Trump betrays Reagan’s ideals of democracy selling out Ukraine for Russian interests | Opinion
As a student of Ronald Reagan’s rhetoric for more than 40 years, I feel safe in saying the nation’s 40th president would be shocked and appalled by last week’s Oval Office dressing-down of a democratic ally fighting a Russian invasion.
Ukrainian President Volodymyr Zelenskyy was told that he was not sufficiently grateful to the United States and informed that he didn’t have any “cards” to play in negotiations. When he attempted to explain the importance of confronting Russian aggression, he was roundly attacked for not wanting peace. He was even blamed for starting the war.
In place of defense of democratic values, President Donald Trump and others have emphasized the economic and other benefits of making a deal with Russia. The focus on dealmaking and the rejection of promoting democracy is so strong that the National Endowment for Democracy has faced major funding cuts. Even the very meaning of democracy has come under attack by those who labeled the president of Ukraine as a “dictator,” and leading members of NATO and the European Union as undemocratic for imposing a “firewall” preventing far-right parties with members who have praised fascism from attaining governmental power.
Almost 43 years ago, a Republican president took a different perspective. In an an address to members of the British Parliament at Westminster, Reagan argued that the “ultimate determinant” in the Cold War “will not be bombs and rockets, but a test of wills and ideas, a trial of spiritual resolve, the values we hold, the beliefs we cherish, the ideals to which we are dedicated.” While Reagan used the speech to defend his policy of “peace through strength,” his focus was on the battle of ideas between the West and the Soviet Union.

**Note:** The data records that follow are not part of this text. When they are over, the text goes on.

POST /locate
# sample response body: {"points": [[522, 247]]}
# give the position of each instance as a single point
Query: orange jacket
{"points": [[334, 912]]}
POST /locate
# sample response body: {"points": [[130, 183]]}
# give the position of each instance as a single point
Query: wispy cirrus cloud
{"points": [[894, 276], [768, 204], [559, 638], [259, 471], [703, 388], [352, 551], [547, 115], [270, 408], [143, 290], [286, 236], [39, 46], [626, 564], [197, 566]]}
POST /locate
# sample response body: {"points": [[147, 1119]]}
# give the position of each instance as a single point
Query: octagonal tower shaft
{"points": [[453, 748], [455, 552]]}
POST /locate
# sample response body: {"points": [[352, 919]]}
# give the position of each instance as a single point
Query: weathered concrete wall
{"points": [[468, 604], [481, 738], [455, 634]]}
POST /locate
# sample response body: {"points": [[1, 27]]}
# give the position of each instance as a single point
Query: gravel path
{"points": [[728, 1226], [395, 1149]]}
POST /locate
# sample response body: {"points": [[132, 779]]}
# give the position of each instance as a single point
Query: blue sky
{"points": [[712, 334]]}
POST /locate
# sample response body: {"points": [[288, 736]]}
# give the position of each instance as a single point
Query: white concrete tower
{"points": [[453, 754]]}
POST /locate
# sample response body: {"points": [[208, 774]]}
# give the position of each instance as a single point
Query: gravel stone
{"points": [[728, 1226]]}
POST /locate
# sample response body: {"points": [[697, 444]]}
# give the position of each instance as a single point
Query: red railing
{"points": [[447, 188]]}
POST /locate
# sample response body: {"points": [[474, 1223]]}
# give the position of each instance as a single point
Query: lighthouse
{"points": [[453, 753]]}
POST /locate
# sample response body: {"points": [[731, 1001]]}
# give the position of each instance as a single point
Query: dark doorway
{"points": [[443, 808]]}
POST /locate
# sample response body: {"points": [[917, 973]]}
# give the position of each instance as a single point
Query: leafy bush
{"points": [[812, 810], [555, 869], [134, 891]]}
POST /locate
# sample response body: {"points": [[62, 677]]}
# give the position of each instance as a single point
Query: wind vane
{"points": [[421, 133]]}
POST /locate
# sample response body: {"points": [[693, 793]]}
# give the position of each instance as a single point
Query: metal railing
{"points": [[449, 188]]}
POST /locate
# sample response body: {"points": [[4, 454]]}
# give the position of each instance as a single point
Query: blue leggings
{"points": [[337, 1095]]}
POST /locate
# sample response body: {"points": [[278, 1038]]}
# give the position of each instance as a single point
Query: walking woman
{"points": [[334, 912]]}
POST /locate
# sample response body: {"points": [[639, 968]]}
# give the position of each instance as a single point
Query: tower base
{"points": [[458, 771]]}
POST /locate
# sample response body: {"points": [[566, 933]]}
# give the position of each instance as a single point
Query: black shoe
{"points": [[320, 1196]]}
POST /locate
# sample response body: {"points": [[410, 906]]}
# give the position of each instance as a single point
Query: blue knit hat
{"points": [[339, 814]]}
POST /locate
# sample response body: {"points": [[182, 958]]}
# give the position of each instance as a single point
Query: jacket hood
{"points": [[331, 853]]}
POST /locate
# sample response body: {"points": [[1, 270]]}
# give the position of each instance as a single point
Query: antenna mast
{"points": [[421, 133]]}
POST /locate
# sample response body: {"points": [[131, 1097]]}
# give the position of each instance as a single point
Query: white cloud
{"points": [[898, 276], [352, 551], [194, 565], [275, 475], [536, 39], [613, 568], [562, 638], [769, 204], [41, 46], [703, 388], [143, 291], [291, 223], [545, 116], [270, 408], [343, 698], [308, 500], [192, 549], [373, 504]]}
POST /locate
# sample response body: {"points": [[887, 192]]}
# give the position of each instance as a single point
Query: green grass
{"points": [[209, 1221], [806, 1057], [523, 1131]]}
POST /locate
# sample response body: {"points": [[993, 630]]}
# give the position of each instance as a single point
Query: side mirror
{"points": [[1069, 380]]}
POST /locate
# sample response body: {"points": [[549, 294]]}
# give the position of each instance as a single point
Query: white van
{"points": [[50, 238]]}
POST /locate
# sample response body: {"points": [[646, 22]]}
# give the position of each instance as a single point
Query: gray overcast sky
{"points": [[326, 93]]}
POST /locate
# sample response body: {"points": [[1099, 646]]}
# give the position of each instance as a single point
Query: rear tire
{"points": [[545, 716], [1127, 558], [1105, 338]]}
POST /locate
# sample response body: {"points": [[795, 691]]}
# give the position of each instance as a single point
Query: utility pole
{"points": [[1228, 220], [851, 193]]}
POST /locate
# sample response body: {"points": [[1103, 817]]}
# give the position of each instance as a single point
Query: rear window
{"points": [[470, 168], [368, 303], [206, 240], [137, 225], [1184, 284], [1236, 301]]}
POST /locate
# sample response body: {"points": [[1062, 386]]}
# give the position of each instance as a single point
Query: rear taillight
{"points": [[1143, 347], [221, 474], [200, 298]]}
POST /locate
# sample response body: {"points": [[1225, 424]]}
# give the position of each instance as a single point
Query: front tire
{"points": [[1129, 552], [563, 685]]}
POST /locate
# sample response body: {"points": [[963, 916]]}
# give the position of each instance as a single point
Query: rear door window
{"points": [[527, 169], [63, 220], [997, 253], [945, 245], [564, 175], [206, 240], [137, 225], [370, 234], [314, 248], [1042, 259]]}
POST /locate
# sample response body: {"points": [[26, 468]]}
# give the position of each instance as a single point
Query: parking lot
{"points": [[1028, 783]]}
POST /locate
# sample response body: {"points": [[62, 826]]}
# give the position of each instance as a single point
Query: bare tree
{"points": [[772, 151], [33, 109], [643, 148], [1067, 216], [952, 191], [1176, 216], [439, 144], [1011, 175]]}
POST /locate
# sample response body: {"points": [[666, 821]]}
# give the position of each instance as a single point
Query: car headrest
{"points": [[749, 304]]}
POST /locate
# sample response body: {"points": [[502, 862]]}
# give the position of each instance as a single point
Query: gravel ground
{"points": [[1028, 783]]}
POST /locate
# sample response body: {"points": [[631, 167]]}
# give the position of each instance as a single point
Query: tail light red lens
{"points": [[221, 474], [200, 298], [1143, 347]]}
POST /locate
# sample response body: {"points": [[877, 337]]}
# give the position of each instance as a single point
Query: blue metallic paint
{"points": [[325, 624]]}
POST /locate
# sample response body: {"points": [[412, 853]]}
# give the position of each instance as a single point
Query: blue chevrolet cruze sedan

At a dangerous point in the Cold War, he thought that there was a way to protect both freedom and peace, a way forward without “deadening accommodation with totalitarian evil.”
Reagan believed that ideas would win the Cold War because it was “the Soviet Union that runs against the tide of denying human freedom and human dignity to its citizens.” He undoubtedly would say the same of Russia today. Reagan pointed to weakness in the Soviet economy — weakness that is mirrored in Russia today — and then expressed a very different view than is common on the right today, noting with pride: “Of all the millions of refugees we’ve seen in the modern world, their flight is always away from, not toward the communist world.”
It is notable that Reagan’s insight remains true. Refugees are not fleeing Ukraine or anywhere in the West for Russia.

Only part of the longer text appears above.